A Night Of No Sleep Increases Alzheimer’s Marker In Blood

Researchers from Sweden have found that one night of no sleep increases levels of the Alzheimer’s disease biomarker tau in healthy young men. The results of the small study are published today (Wednesday 8 January) in the scientific journal Neurology.

The 15 men who took part in the study had an average age of 22 and reported regularly getting seven to nine hours of quality sleep per night. Researchers controlled when the participants ate their meals and were allowed to be active during their stay at the sleep clinic. In one of the experiments the men were allowed to have a good night’s sleep for two nights, but in the other they were kept awake for the whole of the second night.

Scientists took blood samples in the evening and next morning and compared the levels of different molecules known to indicate brain activity, as well as levels of the protein tau. In diseases like Alzheimer’s, tau clumps together inside cells in the brain to form tangles. These tangles are thought to be toxic to cells and therefore cause damage to the brain that leads to the symptoms of dementia.

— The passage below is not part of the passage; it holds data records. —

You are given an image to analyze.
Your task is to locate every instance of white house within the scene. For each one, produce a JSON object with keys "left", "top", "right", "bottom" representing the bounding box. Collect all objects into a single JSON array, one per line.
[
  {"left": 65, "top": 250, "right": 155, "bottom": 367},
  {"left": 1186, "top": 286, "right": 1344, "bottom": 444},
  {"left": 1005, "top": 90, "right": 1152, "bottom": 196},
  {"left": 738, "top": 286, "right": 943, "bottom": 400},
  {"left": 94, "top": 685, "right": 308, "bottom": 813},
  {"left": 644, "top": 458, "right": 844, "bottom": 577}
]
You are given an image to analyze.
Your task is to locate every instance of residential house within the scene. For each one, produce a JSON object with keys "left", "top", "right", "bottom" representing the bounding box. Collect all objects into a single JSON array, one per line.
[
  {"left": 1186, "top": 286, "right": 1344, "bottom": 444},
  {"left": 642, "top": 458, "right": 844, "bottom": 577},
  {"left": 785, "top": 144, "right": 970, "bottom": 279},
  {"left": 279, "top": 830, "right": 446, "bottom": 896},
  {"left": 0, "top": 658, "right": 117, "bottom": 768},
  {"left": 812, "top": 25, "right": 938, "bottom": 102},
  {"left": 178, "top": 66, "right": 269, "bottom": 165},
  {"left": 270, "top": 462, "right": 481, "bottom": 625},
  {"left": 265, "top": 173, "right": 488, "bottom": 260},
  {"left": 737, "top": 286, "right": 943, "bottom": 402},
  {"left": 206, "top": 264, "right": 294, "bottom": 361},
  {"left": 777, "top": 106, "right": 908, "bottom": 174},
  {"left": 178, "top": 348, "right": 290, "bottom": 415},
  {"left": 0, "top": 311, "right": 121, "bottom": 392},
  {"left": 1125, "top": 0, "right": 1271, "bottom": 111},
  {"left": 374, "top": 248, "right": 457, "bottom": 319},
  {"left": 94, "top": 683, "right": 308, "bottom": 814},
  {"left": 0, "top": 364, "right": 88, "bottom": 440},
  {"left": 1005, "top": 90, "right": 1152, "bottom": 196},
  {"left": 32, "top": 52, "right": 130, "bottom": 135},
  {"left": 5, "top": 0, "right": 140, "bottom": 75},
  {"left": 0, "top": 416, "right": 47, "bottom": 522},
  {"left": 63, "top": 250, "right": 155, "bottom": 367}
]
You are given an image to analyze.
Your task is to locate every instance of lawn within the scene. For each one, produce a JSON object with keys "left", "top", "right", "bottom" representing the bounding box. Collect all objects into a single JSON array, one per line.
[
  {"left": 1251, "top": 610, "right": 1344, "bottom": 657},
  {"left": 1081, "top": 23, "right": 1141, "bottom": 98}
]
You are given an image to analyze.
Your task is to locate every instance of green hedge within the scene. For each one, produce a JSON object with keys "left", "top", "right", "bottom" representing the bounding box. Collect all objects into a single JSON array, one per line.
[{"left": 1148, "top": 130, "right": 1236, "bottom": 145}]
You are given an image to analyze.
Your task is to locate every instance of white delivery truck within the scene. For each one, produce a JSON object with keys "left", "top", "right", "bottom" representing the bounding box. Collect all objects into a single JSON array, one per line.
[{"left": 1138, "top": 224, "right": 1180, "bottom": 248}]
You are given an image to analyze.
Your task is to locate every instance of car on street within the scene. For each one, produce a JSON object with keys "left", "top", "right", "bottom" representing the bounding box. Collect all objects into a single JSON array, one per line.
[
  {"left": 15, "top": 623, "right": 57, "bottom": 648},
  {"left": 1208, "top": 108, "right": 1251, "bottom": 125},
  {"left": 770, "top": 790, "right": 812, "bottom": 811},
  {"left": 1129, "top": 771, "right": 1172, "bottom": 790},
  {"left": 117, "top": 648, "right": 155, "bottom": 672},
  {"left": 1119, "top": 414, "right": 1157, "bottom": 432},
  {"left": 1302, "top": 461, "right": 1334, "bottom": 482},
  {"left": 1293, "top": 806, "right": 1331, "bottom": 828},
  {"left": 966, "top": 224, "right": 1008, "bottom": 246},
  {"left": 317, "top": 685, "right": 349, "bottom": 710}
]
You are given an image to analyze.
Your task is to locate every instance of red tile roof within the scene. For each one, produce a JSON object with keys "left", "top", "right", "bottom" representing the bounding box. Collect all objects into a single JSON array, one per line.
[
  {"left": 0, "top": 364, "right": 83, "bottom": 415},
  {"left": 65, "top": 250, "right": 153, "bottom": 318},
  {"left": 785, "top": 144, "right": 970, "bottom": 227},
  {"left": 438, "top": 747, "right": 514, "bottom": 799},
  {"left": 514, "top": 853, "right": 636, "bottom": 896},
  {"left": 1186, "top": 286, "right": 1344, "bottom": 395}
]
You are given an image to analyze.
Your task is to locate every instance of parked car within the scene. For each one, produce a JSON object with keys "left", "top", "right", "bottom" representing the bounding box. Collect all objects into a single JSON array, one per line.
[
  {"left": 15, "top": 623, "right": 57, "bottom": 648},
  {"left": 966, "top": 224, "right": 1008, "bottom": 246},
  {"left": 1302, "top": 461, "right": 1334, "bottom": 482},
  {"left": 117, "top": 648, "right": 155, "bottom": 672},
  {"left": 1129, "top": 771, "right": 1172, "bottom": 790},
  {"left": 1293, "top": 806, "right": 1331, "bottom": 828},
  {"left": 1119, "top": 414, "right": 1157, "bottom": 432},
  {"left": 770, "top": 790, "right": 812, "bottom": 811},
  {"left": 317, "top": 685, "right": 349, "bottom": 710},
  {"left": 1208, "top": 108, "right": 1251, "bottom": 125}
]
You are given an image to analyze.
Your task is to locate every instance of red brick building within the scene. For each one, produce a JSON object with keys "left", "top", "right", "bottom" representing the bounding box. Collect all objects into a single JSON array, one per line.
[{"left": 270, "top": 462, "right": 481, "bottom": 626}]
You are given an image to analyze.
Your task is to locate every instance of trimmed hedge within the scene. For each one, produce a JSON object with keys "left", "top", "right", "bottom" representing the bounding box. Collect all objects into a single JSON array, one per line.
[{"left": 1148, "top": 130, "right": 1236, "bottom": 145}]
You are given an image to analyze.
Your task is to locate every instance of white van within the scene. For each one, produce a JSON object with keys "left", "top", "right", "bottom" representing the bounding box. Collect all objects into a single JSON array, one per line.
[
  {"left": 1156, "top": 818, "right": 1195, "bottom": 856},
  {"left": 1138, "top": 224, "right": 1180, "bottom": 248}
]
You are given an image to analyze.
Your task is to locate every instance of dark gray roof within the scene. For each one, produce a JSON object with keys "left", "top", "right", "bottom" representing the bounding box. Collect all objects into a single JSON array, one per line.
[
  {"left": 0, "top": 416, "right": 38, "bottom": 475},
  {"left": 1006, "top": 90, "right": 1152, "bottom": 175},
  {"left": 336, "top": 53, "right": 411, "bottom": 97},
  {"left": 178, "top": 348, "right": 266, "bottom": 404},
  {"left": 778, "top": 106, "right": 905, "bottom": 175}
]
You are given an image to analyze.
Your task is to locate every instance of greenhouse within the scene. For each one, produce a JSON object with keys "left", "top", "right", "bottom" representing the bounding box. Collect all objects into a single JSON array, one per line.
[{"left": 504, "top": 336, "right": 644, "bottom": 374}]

The researchers found that the men had a 17% increase in tau levels in their blood after a night of sleep deprivation compared to an average 2% increase in tau levels after a night of good sleep. They did not see an increase in the other markers they measured.

The researchers do not know whether the increased levels of tau in the blood are due to increased brain activity form being kept awake, or increased clearance of tau from the brain.

Dr Sara Imarisio, Head of Research at Alzheimer’s Research UK said:

“Studies like this are useful for building our understanding of the way sleep might impact our brain health. This research shows that a bad night sleep causes an increase of the protein tau in the blood but more research will be needed to work out what this means for levels of tau in the brain, and how long the effects last.

“This study included a small number of young men who usually slept well and so we do not know what the results mean for women, people who regularly do not sleep well, or older people. The researchers only compared levels of tau after one night of bad sleep, so it is not clear if these short-term changes are relevant to someone’s risk of developing Alzheimer’s disease.

While this research is in its early stages, we do know that sleep is important for our general health, and there are also steps that people can take to reduce their risk of dementia. Keeping mentally and physically active, maintaining a healthy weight, not smoking, only drinking within recommended guidelines, eating a healthy diet, and keeping blood pressure and cholesterol in check can help to support brain health as we age.

“Anyone who is experiencing sleep problems or who has questions about their sleep medication should speak to their doctor.”